Saunas are broadly acknowledged as a useful tool for recovery among athletes. Stimulating heat shock proteins can reduce levels of inflammation, improve sleep quality and help repair muscle tissue.
The evidence that exposing the body to such extreme heat can actually enhance performance in endurance sport is less well known, despite it being one of the most appealing benefits.
Here, Built for Athletes takes a look at how sauna bathing can increase endurance by stimulating red blood cell production.
Saunas Can Improve 5k Time By 1.9%
A small study in New Zealand looked at the effects of sauna bathing on six competitive male distance runners.
The athletes sat in a sauna for 30 minutes immediately following training sessions over a period of three weeks.

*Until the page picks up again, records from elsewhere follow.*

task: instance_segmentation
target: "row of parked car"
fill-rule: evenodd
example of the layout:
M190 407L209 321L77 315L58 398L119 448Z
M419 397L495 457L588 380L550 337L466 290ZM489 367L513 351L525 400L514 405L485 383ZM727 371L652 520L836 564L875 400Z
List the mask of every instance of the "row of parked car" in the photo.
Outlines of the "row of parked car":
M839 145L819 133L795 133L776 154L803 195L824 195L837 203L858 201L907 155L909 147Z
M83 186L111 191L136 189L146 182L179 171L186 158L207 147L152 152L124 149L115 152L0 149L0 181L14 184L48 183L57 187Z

They completed a run to exhaustion on a treadmill at their current best 5k pace at the end of the three weeks, as well as at the end of a three week period of normal training with no sauna bathing.
The time to exhaustion was an impressive 32 per cent greater after the sauna period, which equated to a 1.9 per cent increase in 5k running performance.
Interestingly, the researchers also measured blood plasma and red blood cell levels and found they increased by 7.1 per cent and 3.5 per cent respectively.
Production Of EPO
The above study might leave you wondering how sauna bathing can lead to such an increase in red blood cells.
It’s thought to all be linked to sweat. The liquid that we sweat while sat in the sauna comes from blood plasma, and as our blood plasma levels become depleted and we dehydrate, the kidneys secrete a hormone called Erythropoietin (EPO).
You may have heard of EPO through doping scandals in endurance sports like cycling, but it’s a naturally occurring hormone that many athletes try to stimulate in more acceptable ways, such as training at high altitudes.
EPO stimulates the production of red blood cells, so sauna bathing could be a natural and accessible way that athletes of any ability can improve their endurance outside of training.